In a recent op-ed, Nona Willis Aronowitz discusses waiting until you are older to have children and the effect that has on the children themselves. She has an interesting perspective on the topic because she is a 27-year-old with a 79-year-old father. Though her mother passed away some time ago, both of her parents were older when they had her. Now, she points out, she has had to grow up faster than she would like because her father is at the age where she has to worry about him constantly. She says:
Now I move a little slower when we walk down the street together. When he runs 20 minutes late, my imagination runs wild: Has he fallen or gotten into a car accident? Has he forgotten about our appointment? Oh, God, does he have Alzheimer’s? My father continually reminds me that he can fend for himself, but his protestations fail to dismantle the layer of worry that has set up camp in my brain.

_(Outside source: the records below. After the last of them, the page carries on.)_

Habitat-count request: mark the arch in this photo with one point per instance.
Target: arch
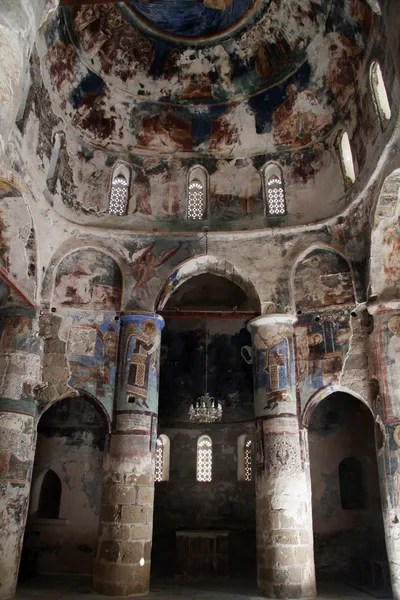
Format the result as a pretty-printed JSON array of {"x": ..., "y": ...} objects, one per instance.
[
  {"x": 245, "y": 458},
  {"x": 119, "y": 190},
  {"x": 162, "y": 458},
  {"x": 332, "y": 267},
  {"x": 88, "y": 278},
  {"x": 204, "y": 459},
  {"x": 49, "y": 496},
  {"x": 204, "y": 264},
  {"x": 197, "y": 193},
  {"x": 89, "y": 398},
  {"x": 319, "y": 395},
  {"x": 346, "y": 158},
  {"x": 379, "y": 94},
  {"x": 274, "y": 190}
]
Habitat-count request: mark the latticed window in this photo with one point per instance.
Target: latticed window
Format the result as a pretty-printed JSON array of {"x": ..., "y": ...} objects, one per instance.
[
  {"x": 248, "y": 469},
  {"x": 204, "y": 459},
  {"x": 119, "y": 195},
  {"x": 196, "y": 201},
  {"x": 275, "y": 196},
  {"x": 159, "y": 471}
]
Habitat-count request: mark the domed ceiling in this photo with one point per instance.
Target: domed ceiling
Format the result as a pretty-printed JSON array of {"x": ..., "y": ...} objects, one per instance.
[{"x": 220, "y": 77}]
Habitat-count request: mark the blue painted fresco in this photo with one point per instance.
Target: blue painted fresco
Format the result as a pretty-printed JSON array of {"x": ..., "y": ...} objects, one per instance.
[{"x": 191, "y": 18}]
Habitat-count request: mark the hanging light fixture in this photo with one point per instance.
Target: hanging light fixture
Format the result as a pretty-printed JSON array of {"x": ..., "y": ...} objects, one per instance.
[{"x": 206, "y": 409}]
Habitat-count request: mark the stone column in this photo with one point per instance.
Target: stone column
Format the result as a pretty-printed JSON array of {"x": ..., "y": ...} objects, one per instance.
[
  {"x": 385, "y": 371},
  {"x": 19, "y": 21},
  {"x": 126, "y": 521},
  {"x": 19, "y": 373},
  {"x": 285, "y": 559}
]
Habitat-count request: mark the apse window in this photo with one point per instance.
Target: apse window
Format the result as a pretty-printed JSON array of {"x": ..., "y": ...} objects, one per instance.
[
  {"x": 119, "y": 191},
  {"x": 351, "y": 483},
  {"x": 245, "y": 458},
  {"x": 50, "y": 496},
  {"x": 204, "y": 458},
  {"x": 274, "y": 190},
  {"x": 346, "y": 159},
  {"x": 162, "y": 459},
  {"x": 197, "y": 194},
  {"x": 379, "y": 94}
]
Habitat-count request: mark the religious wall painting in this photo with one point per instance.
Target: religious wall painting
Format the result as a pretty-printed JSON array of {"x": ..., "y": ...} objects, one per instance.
[
  {"x": 322, "y": 344},
  {"x": 274, "y": 371},
  {"x": 139, "y": 382},
  {"x": 322, "y": 279},
  {"x": 89, "y": 279},
  {"x": 16, "y": 447},
  {"x": 92, "y": 356}
]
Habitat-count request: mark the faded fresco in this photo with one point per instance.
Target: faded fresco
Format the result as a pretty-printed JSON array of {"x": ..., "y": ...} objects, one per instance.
[
  {"x": 88, "y": 279},
  {"x": 138, "y": 390},
  {"x": 321, "y": 349},
  {"x": 322, "y": 279},
  {"x": 92, "y": 349},
  {"x": 16, "y": 447},
  {"x": 17, "y": 238},
  {"x": 273, "y": 362}
]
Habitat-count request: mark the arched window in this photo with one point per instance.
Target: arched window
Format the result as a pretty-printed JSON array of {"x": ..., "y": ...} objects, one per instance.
[
  {"x": 119, "y": 191},
  {"x": 197, "y": 194},
  {"x": 50, "y": 496},
  {"x": 346, "y": 159},
  {"x": 52, "y": 173},
  {"x": 162, "y": 459},
  {"x": 245, "y": 458},
  {"x": 379, "y": 94},
  {"x": 351, "y": 482},
  {"x": 204, "y": 458},
  {"x": 274, "y": 191}
]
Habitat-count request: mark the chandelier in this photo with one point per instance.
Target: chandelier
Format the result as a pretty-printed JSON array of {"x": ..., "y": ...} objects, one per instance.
[{"x": 206, "y": 409}]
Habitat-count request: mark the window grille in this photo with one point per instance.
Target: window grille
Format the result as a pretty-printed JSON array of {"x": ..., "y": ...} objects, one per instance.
[
  {"x": 119, "y": 196},
  {"x": 159, "y": 470},
  {"x": 275, "y": 196},
  {"x": 204, "y": 459},
  {"x": 248, "y": 468},
  {"x": 196, "y": 201}
]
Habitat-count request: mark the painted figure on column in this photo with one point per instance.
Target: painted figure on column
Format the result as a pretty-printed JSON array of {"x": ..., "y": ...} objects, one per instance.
[{"x": 141, "y": 345}]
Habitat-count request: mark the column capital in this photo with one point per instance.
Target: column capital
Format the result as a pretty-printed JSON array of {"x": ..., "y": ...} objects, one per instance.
[{"x": 273, "y": 318}]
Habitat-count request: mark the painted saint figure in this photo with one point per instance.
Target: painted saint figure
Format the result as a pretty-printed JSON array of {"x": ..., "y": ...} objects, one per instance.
[{"x": 139, "y": 363}]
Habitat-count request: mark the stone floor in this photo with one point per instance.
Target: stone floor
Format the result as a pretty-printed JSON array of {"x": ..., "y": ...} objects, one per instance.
[{"x": 62, "y": 588}]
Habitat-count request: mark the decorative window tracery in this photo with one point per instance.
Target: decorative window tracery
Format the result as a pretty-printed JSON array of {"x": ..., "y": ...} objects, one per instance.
[
  {"x": 248, "y": 460},
  {"x": 204, "y": 458},
  {"x": 379, "y": 94},
  {"x": 119, "y": 193},
  {"x": 161, "y": 472},
  {"x": 197, "y": 194}
]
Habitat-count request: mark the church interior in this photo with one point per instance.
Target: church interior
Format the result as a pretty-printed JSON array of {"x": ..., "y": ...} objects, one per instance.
[{"x": 199, "y": 299}]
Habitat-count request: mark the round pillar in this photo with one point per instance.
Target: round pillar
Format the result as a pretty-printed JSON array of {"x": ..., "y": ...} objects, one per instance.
[
  {"x": 285, "y": 559},
  {"x": 385, "y": 369},
  {"x": 126, "y": 521},
  {"x": 17, "y": 435},
  {"x": 19, "y": 20}
]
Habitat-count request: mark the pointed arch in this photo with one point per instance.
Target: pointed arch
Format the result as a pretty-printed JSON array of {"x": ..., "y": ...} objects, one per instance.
[
  {"x": 197, "y": 193},
  {"x": 379, "y": 94},
  {"x": 119, "y": 190},
  {"x": 274, "y": 190},
  {"x": 204, "y": 459}
]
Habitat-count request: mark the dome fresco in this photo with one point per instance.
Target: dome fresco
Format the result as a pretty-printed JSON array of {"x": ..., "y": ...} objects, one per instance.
[
  {"x": 190, "y": 18},
  {"x": 269, "y": 80}
]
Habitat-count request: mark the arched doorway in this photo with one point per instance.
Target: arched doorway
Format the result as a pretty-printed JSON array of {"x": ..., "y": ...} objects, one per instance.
[
  {"x": 62, "y": 525},
  {"x": 204, "y": 512},
  {"x": 349, "y": 543}
]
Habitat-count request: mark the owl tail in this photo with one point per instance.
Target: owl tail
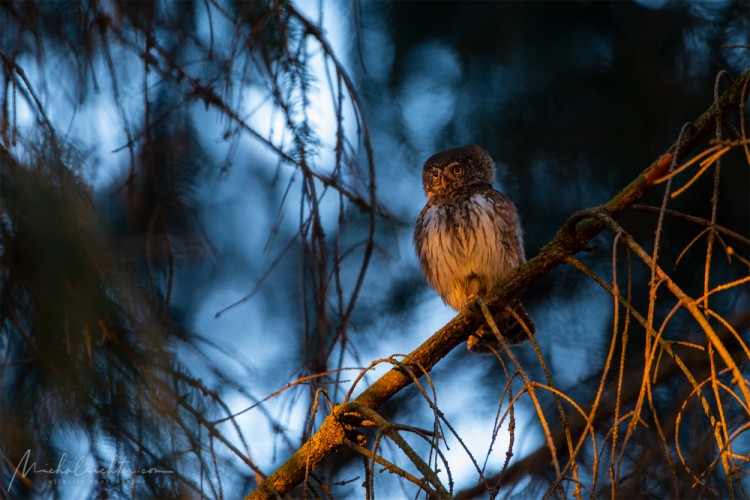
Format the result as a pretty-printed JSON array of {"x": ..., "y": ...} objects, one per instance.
[{"x": 510, "y": 328}]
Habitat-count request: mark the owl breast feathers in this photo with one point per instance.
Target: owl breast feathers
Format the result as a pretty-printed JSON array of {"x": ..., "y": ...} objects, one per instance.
[
  {"x": 468, "y": 236},
  {"x": 468, "y": 244}
]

Her argument, then, is that delaying childbearing isn’t ideal for the children once they get a little bit older. She writes that she doesn’t feel right turning off her phone for days at a time, nor would she be able to start over in a new location without guilt and worry about her father’s wellbeing, and that this is ultimately unfair to her. When she should be enjoying her twenties, she is, instead, stuck worrying about her aging father.
I see Aronowitz’s point, but I have to question whether or not this feeling of being tied to a place because of care or worry for a family member is a product of her father being older, or whether it is a product of being someone’s child in general. I am the same age as Aronowitz, and my parents didn’t have me until they were in their 30s, so I can’t speak to the same exact issues that she has with her father, but I have taken on some of the caregiving duties she speaks of in her article. As a child of divorced parents, I am my parents’ emergency contact and, as such, have been called to the hospital with the added responsibility of having to call everyone else in the family to update them on the situation.
My parents tell me stories all the time about people younger than them who have suffered a fall or another similar accident. It just goes to show you that being a caregiver to your parents has very little to do with your parents’ age, but everything to do with your parents’ health, and maybe a little bit of fate. I, also, would find it very difficult to leave my parents and start a life elsewhere, not because of their age, but because of the ties we have built together. I’ll never regret the time I am able to spend with my family because we live close, and I wouldn’t trade that for all the clean slates in the world.
Also, I find it hard to believe that the drawbacks outweigh the benefits when you’re talking about childbearing at a later age. Aronowitz herself admits that her mother waited because, as an ardent feminist, she was willing to wait until she found a man who would share childrearing duties equally and her father, who was on his second marriage, wanted to wait until he was sure he could get it right. Both of her parents got to have full careers and full relationships — both with each other and with their peers — before they added a child to their lives.
In this way, to paraphrase Anne-Marie Slaughter, they were able to “have it all.” Instead of agonizing over whether or not to have their high-stress careers and the family life, they were able to have both. From a child’s perspective, too, having older parents can be incredibly beneficial. For one, since the parents have had full lives already, they can now devote lots of time to their children without worrying that they’re missing out on something. Furthermore, older parents are often more set in their careers, making it easier for them to raise a child financially. This benefits the child immensely; it is often the children of low-income families that have to grow up the fastest, since they have to worry about the family’s finances and, often, have to start working at a young age to help provide.
Caring for an aging family member isn’t easy, and older parents do mean earlier caregiving duties for their children, but does that mean that people should have children earlier just to avoid this? Should we allow our fledgeling careers and relationships to suffer by adding a baby to the mix before we’re truly ready? The bottom line is that there’s no perfect way to have a family, and the parents have to do what they think is best for them because, ultimately, that will be best for the child, too.